Sie und viele andere Nachbarn vermuten: Das Ziel der "Modernisierungsmaßnahme" sei es, eine Begründung für eine weitere Mieterhöhung zu kreieren. Dass Joe Siemer im Gegensatz zu einigen anderen Nachbarn bislang noch nicht offiziell über die Sanierung informiert wurde, passt für ihn dabei ins Bild: "Die informieren uns nur scheibchenweise, damit wir uns nicht zusammentun", sagt er. Aber: "Das hat nicht geklappt. Denn wir haben uns ja schon zusammengeschlossen."

"Wir wehren uns jetzt", sagt Mina K. "Ich war gestern schon Flyer verteilen und gleich gehe ich wieder Flyer verteilen und am Samstag werden wir protestieren. Wir lassen uns das nicht gefallen."
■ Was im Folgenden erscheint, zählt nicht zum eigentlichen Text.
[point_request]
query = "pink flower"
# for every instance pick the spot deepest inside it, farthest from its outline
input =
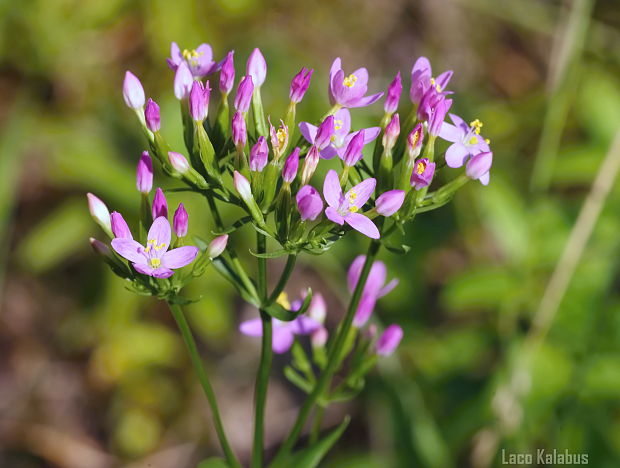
(155, 259)
(344, 208)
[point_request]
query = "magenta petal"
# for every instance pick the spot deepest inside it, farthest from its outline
(129, 249)
(367, 100)
(362, 192)
(333, 215)
(179, 257)
(331, 189)
(160, 232)
(253, 327)
(361, 223)
(282, 339)
(308, 131)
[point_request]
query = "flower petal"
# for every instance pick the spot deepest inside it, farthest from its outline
(160, 232)
(362, 192)
(283, 339)
(333, 215)
(179, 257)
(129, 249)
(253, 327)
(331, 189)
(456, 154)
(361, 223)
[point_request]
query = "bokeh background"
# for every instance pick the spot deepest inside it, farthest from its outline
(93, 376)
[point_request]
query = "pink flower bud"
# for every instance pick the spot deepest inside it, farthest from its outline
(389, 340)
(199, 101)
(309, 203)
(258, 155)
(133, 92)
(239, 130)
(393, 95)
(257, 67)
(392, 130)
(120, 229)
(390, 202)
(217, 246)
(300, 85)
(243, 97)
(144, 173)
(178, 162)
(160, 205)
(152, 116)
(183, 80)
(180, 221)
(227, 73)
(289, 172)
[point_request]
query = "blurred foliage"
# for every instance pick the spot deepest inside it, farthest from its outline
(105, 371)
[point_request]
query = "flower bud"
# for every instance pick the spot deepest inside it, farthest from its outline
(99, 247)
(258, 155)
(160, 205)
(478, 167)
(422, 174)
(133, 92)
(217, 246)
(324, 133)
(393, 95)
(244, 94)
(309, 203)
(319, 337)
(178, 162)
(257, 67)
(183, 81)
(120, 229)
(180, 221)
(144, 173)
(279, 139)
(239, 130)
(99, 212)
(414, 141)
(389, 340)
(392, 130)
(300, 84)
(227, 73)
(353, 152)
(242, 186)
(199, 101)
(390, 202)
(289, 172)
(310, 164)
(152, 116)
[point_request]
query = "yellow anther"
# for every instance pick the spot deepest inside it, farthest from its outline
(421, 167)
(349, 81)
(283, 300)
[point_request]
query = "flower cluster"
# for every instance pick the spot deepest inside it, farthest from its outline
(300, 185)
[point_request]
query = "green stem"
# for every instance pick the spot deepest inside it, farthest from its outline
(264, 369)
(333, 359)
(188, 338)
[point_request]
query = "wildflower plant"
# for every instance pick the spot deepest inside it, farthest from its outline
(264, 166)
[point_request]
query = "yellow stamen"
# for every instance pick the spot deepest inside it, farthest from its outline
(283, 300)
(349, 81)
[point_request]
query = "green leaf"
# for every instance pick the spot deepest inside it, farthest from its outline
(312, 456)
(213, 463)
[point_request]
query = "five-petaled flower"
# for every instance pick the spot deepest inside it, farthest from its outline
(155, 259)
(344, 208)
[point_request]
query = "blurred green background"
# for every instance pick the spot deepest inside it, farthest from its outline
(93, 376)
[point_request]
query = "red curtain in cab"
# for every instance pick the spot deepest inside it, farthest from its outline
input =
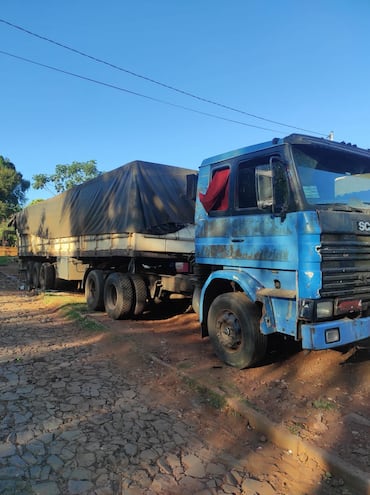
(217, 196)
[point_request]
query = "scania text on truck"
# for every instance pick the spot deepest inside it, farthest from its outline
(279, 243)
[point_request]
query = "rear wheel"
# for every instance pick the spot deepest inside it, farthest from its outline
(233, 328)
(94, 290)
(118, 296)
(36, 274)
(47, 276)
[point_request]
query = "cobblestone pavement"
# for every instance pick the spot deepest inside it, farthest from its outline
(71, 422)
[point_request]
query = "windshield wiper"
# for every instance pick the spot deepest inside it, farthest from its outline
(343, 207)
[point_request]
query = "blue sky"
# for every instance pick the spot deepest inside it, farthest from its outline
(297, 62)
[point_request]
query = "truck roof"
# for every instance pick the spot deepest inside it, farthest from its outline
(291, 139)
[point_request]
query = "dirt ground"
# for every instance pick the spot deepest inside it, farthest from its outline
(323, 396)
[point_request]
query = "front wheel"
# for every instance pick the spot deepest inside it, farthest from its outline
(233, 328)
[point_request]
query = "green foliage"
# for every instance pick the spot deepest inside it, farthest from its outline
(66, 176)
(12, 189)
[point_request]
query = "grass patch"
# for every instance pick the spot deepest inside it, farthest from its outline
(73, 309)
(77, 313)
(206, 395)
(324, 404)
(5, 260)
(296, 428)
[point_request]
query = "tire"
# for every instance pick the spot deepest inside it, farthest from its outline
(233, 328)
(36, 275)
(118, 296)
(47, 276)
(195, 302)
(94, 290)
(29, 274)
(140, 294)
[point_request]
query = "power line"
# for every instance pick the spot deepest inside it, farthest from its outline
(167, 86)
(157, 100)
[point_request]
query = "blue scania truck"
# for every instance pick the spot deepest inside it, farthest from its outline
(268, 239)
(282, 245)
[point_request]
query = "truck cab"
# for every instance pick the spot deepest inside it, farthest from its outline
(282, 245)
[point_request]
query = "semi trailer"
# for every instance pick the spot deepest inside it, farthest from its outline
(269, 239)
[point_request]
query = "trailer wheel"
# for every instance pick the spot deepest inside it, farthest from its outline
(94, 290)
(36, 274)
(140, 293)
(47, 276)
(118, 296)
(29, 272)
(233, 328)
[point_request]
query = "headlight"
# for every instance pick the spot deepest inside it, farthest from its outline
(324, 309)
(332, 335)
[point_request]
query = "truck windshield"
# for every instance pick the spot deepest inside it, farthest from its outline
(333, 177)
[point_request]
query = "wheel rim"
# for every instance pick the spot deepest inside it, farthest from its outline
(229, 331)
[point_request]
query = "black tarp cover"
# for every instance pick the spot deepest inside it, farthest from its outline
(141, 197)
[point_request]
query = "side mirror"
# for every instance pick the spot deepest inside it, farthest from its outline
(272, 187)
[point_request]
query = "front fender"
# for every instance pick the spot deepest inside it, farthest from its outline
(246, 282)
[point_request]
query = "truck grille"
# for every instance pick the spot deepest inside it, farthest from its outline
(345, 266)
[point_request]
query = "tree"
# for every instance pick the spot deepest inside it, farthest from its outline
(12, 189)
(66, 176)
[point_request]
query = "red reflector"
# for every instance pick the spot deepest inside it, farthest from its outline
(349, 306)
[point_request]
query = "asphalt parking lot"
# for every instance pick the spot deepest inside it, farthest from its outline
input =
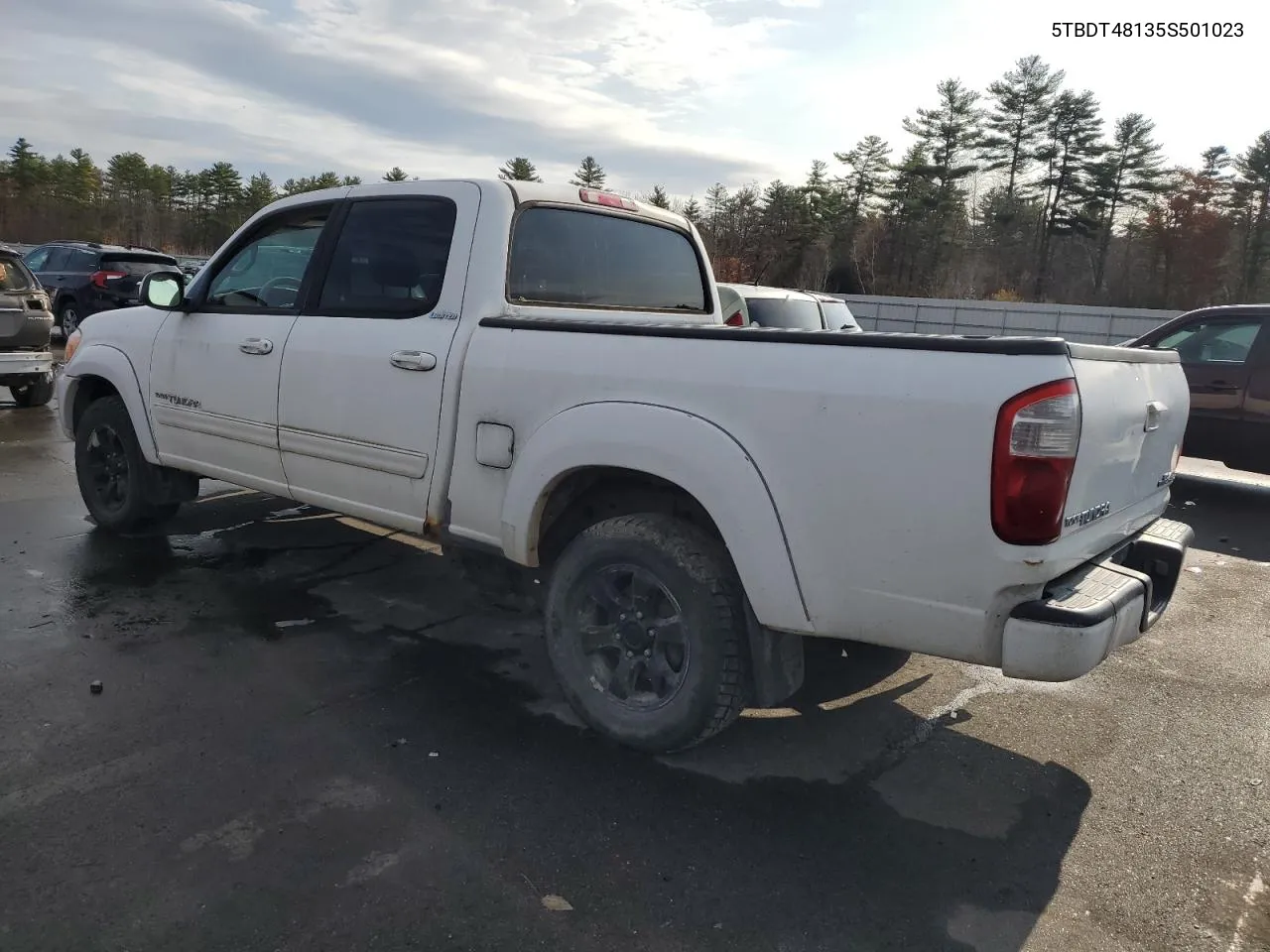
(314, 737)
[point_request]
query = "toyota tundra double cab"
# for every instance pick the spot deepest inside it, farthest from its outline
(544, 373)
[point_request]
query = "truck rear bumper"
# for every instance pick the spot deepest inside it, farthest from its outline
(1086, 615)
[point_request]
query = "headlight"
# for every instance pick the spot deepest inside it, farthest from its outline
(72, 343)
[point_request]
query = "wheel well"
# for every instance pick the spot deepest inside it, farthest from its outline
(593, 494)
(89, 390)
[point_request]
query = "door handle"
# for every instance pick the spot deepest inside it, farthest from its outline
(413, 361)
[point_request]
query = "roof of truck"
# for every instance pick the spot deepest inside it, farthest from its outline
(524, 191)
(765, 291)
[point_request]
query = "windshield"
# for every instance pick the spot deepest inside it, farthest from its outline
(136, 266)
(838, 315)
(798, 312)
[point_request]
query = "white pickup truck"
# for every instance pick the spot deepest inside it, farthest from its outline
(544, 372)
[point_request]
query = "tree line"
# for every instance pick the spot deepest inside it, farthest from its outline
(1021, 191)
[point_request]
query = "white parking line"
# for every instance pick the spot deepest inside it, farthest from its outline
(394, 535)
(1255, 889)
(227, 495)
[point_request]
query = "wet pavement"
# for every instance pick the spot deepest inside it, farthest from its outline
(313, 737)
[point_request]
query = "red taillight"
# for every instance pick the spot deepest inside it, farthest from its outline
(99, 278)
(1033, 457)
(593, 197)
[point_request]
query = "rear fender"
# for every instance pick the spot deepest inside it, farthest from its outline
(112, 365)
(688, 451)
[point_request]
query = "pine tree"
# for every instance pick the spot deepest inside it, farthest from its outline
(869, 164)
(1070, 154)
(589, 175)
(951, 134)
(1015, 125)
(518, 169)
(1252, 197)
(1125, 178)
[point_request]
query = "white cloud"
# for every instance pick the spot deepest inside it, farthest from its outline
(683, 91)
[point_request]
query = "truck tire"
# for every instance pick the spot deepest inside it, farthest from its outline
(35, 393)
(644, 627)
(113, 476)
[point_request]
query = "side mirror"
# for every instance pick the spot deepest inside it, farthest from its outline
(163, 290)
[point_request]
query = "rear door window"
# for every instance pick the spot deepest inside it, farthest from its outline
(39, 259)
(802, 313)
(587, 259)
(58, 259)
(390, 258)
(135, 266)
(79, 262)
(13, 275)
(1214, 341)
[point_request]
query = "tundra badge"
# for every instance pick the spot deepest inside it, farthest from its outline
(1087, 516)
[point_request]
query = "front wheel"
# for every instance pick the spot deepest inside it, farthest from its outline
(35, 393)
(644, 625)
(113, 475)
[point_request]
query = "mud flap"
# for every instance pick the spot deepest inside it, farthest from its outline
(776, 662)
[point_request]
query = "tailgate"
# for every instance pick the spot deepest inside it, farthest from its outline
(1133, 416)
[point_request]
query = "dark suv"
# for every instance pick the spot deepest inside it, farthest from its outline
(84, 277)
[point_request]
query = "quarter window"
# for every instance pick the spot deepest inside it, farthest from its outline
(588, 259)
(390, 258)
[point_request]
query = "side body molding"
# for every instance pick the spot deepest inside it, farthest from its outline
(689, 451)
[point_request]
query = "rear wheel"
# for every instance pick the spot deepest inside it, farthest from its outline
(644, 622)
(35, 393)
(114, 477)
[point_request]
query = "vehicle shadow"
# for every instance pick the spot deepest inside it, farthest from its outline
(1228, 517)
(849, 824)
(861, 826)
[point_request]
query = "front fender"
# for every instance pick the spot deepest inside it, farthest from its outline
(113, 366)
(689, 451)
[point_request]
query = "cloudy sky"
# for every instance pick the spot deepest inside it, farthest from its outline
(679, 91)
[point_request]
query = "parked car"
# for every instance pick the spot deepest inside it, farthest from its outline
(835, 313)
(1225, 356)
(756, 304)
(26, 325)
(570, 402)
(85, 277)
Am Samstag findet in der Berliner Straße eine Kundgebung statt, die die Bewohner des Wohnblocks zusammen mit dem Bündnis #ausspekuliert organisieren. Sie richtet sich gegen die Modernisierungsmaßnahme, gegen die Mieterhöhungen - und gegen Ministerpräsident Söder.

Kritik an Immobiliengesellschaft Dawonia

"Der Söder, der hat uns damals verscherbelt an die Aktiengesellschaft Patrizia", sagt der 70-jährige Rudi Riethmaier. "Der hat damals so getan, als wäre das eine Vorgabe von der EU, dabei hat das gar nicht gestimmt, der wollte bloß Geld einnehmen durch die Privatisierung." Rudi Riethmaier wohnt seit knapp 30 Jahren in der Berliner Straße. Als er eingezogen ist, da gehörte das Haus noch der staatlichen Wohnungsbaugesellschaft GBW.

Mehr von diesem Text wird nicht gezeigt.